Ecuadorean Foreign Minister Fender Falconí said the most
significant aspect of the resolution was that it was adopted "without
conditions of any kind, which is a good sign, because an historic error
has been corrected."

Falconí told reporters that the consensus was reached "at the
last minute after two days of continuous deliberations, when at least
three different texts were discussed, until we found the right one…to
keep the meeting from becoming a failure."

The representatives of Chile, Argentina, Brazil and Costa Rica
highlighted the vote by acclamation and the role played by the
delegations of the United States, Mexico, Canada, Brazil and Argentina
which, along with their counterparts from Venezuela, Nicaragua and
Honduras, made every effort to hammer out a consensus agreement.
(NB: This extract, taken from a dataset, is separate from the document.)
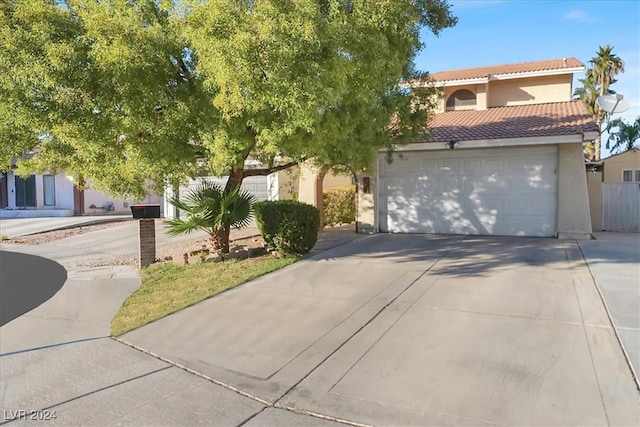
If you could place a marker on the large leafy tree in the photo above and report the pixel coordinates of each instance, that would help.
(623, 135)
(599, 77)
(126, 92)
Several foreign ministers said it is now up to Cuba to decide
whether it will join the OAS under the "democratic principles" outlined
in the hemispheric body’s charter.

Cuba has often stated that it is not interested in joining the OAS, which Raúl Castro said in April "should disappear."

Cuban Foreign Minister Bruno Rodríguez said last week that "the OAS is totally anachronistic. It serves other interests.''

In 1962, 14 countries voted in favour of suspending Cuba, and
there were six abstentions - Argentina, Bolivia, Brazil, Chile, Ecuador
and Mexico – and only one vote against, cast by Cuba.

Later resolutions slapping OAS sanctions on Cuba only received two-thirds support.

"The people of the Americas are celebrating that this blotch
against Cuba has been wiped away and that justice was done to Fidel
Castro and the Cuban people," Honduran trade union leader Carlos Reyes
told IPS.

In an opinion column published Wednesday in the Cuban state
press, before the OAS resolution was announced, Fidel Castro praised
the signs of "rebelliousness" by the countries that advocated Cuba’s
full return to the hemispheric body.